Long before my plans were made
I know a master plan was laid
With a power that superceded my control
And if that truth could pierce my heart
I wouldn’t wander from the start
Trying desperately to make it on my own

What a timely song! I just heard it by chance on Pandora Radio (I have it set to play Amy Grant & similar artists) and I was just like, wow, that was MY song in the winter/spring of 81 when I went through some really really hard stuff —

Anyway, we’re about to go through some changes with Chris that aren’t exactly unexpected, but still hard to go through when you want to go AROUND, UNDER, BYPASS TOTALLY. I don’t know what the future brings, and things surely aren’t going as we’d planned.

Chris’s official discharge date was Oct. 1, but they gave more time after that.
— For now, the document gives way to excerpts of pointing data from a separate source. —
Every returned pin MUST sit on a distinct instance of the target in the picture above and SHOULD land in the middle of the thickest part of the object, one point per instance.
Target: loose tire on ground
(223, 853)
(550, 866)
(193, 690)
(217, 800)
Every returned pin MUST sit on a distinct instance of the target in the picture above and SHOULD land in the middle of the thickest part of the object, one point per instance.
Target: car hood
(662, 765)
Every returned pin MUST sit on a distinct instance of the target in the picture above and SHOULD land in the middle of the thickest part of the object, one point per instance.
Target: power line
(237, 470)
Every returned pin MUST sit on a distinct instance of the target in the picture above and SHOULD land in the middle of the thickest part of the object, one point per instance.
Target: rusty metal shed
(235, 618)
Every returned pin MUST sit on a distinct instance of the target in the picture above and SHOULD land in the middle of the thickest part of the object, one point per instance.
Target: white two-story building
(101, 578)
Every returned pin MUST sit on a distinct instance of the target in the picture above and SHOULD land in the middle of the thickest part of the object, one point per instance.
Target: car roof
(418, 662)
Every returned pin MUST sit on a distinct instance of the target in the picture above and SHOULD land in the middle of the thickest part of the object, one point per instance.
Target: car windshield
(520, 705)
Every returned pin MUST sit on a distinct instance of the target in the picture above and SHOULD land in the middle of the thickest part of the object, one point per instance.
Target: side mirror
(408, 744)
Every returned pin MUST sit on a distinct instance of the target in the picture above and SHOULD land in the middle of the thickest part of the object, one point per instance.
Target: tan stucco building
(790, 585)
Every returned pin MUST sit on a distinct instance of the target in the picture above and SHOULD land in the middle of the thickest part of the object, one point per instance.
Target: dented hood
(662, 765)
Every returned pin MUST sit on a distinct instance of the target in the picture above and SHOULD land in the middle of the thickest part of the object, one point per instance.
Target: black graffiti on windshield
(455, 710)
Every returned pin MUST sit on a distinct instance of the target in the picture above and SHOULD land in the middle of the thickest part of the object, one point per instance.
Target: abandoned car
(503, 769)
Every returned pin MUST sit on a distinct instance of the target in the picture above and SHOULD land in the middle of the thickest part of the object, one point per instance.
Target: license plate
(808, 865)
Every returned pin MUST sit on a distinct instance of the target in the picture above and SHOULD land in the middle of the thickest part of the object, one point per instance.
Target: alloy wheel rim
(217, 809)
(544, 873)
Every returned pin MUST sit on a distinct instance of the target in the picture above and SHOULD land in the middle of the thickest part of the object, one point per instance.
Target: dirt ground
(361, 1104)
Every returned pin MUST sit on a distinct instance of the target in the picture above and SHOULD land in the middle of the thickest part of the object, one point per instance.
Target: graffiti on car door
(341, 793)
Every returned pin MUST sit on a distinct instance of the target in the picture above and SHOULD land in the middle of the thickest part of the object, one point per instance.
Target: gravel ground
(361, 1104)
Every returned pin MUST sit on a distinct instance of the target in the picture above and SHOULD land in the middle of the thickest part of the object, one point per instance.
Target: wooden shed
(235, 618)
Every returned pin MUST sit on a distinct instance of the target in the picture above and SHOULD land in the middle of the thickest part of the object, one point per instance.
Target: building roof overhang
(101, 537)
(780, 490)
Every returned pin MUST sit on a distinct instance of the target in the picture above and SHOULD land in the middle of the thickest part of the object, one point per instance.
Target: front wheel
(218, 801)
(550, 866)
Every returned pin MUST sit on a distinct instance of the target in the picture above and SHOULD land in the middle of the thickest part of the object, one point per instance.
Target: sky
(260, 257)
We saw some homes last week, which was kind of later than I think everyone planned as we had our out of town trip, and I was also ill either before or after that (can’t recall now). Then there’s been other things going on with work and others’ illness and just stuff going on that only gave us a few days to really think of what to do after we saw the homes.

We kind of liked one a lot, but probably not enough to take a chance on it. We are so burned by what happened — him being asked to leave, as merited as it may be — that it’s hard to “take a chance” on a new place.
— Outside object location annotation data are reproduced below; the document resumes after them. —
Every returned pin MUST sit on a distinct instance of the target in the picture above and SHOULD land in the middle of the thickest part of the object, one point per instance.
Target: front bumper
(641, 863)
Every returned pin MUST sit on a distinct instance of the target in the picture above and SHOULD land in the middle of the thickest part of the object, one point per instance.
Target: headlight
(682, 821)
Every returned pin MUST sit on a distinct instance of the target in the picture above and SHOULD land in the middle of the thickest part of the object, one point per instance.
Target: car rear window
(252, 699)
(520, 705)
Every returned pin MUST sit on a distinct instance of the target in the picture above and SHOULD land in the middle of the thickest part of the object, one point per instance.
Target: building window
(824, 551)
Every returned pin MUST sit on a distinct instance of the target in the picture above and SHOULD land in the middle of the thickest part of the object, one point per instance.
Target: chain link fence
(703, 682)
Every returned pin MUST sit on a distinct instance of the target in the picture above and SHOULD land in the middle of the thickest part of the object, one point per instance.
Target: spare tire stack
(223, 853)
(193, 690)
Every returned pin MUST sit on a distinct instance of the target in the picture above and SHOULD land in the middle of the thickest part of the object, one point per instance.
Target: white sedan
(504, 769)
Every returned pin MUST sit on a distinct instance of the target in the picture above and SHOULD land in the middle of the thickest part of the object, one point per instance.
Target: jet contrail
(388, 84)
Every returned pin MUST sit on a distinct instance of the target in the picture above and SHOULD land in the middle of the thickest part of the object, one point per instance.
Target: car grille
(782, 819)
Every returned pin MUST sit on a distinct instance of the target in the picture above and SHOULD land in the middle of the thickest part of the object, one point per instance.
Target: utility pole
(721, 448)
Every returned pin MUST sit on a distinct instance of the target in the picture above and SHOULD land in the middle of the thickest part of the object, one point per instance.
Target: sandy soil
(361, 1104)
So we made the decision that he will stay at his grandma’s & grandpa’s (paternal) most of the time at this point, with us helping a lot as well as Rog’s sister too some. We do have a pretty nice local home that doesn’t have any openings now that we may be considering as well. There is something we are awaiting that will help a lot, and it’s called I/O Waiver.  That will give us way more options for watching him at home/family’s. We can even get property for him then and hire caregivers so he could have his own home but we would still be in charge. Our county, however, in 2002 quoted that this could be somewhere around a 20 year wait.

What is heartbreaking is that he was on the “waiver list” for this waiver, and they lost his place, in 1996. We didn’t discover until 2002 that his place on the list had been lost, and I had no proof of his placement ON the list — could find no paperwork. Actually I want to tear my file cabinets apart AGAIN and see if I can find anything. 6 years on the list lost – maybe that would be the difference where he could have the help SOON. I had 2 huge notebooks I compiled on his autism topics back in 1997 – I can’t remember if I searched through those back in 2002 when we found this out but I will search now.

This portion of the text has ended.